Sawyer Brown’s incessant touring and crowd-pleasing music have gained the band one of the largest and most loyal followings in country music. “We have an incredible fan club,” Miller says. “My mom is actually the president of it. I don’t even know how many members there are–but it’s a lot. We have a website [www.sawyer-brown.com], and every year at Fan Fair we have a breakfast for our members. We also have a deal that when you join the fan club, you get a backstage pass to meet the band at one of our shows.”
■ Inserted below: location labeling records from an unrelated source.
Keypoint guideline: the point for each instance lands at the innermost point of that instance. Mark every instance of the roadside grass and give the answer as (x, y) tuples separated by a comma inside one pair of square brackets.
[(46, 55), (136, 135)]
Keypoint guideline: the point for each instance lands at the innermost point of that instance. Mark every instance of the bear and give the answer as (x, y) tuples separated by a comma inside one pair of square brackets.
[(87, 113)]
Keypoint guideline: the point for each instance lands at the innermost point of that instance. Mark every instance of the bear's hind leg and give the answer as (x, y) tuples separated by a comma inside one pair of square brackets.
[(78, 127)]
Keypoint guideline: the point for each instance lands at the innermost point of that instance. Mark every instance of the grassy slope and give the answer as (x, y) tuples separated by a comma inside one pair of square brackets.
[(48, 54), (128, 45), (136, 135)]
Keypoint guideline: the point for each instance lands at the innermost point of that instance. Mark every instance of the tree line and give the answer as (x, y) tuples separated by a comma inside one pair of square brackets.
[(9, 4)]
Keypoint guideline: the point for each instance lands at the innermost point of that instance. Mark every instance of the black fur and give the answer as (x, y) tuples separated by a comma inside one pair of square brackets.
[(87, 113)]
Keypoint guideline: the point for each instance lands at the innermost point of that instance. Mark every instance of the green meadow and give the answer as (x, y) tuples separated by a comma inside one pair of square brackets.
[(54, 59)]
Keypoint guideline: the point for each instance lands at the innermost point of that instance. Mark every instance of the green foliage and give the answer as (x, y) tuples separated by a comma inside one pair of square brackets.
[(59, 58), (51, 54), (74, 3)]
By now, Miller says, the fans have come to accept his smoothly shaved head in place of the hats and caps he used to wear to conceal his thinning locks. “Sometimes you run out of options,” he laughs. “With the hair, I kept cutting it shorter and shorter, and I didn’t like wearing hats anymore. My wife said, ‘You’ve been wanting to shave it, so just shave it and see what it looks like.’ And I said, ‘What if I look like Charles Barkley? In my mind, I want to look like Michael Jordan. But what if I look like an axe murderer?’ But I did it, and she liked it. Now I keep it zipped down. The fans are used to it. I think it was a little bit of a shock at first. The funny thing is that all the kids think it’s cool.” Miller expects Drive Me Wild to yield five or six singles and for the band to tour in support of the album for the next two years.

Aside from performing, farming and shooting baskets, Miller intends to spend more time writing songs and producing records. “There are a couple of acts I’m working with now,” he says. “I just enjoy the music so much, and that seems to be where my gifts are. I always want to have time and energy for that.”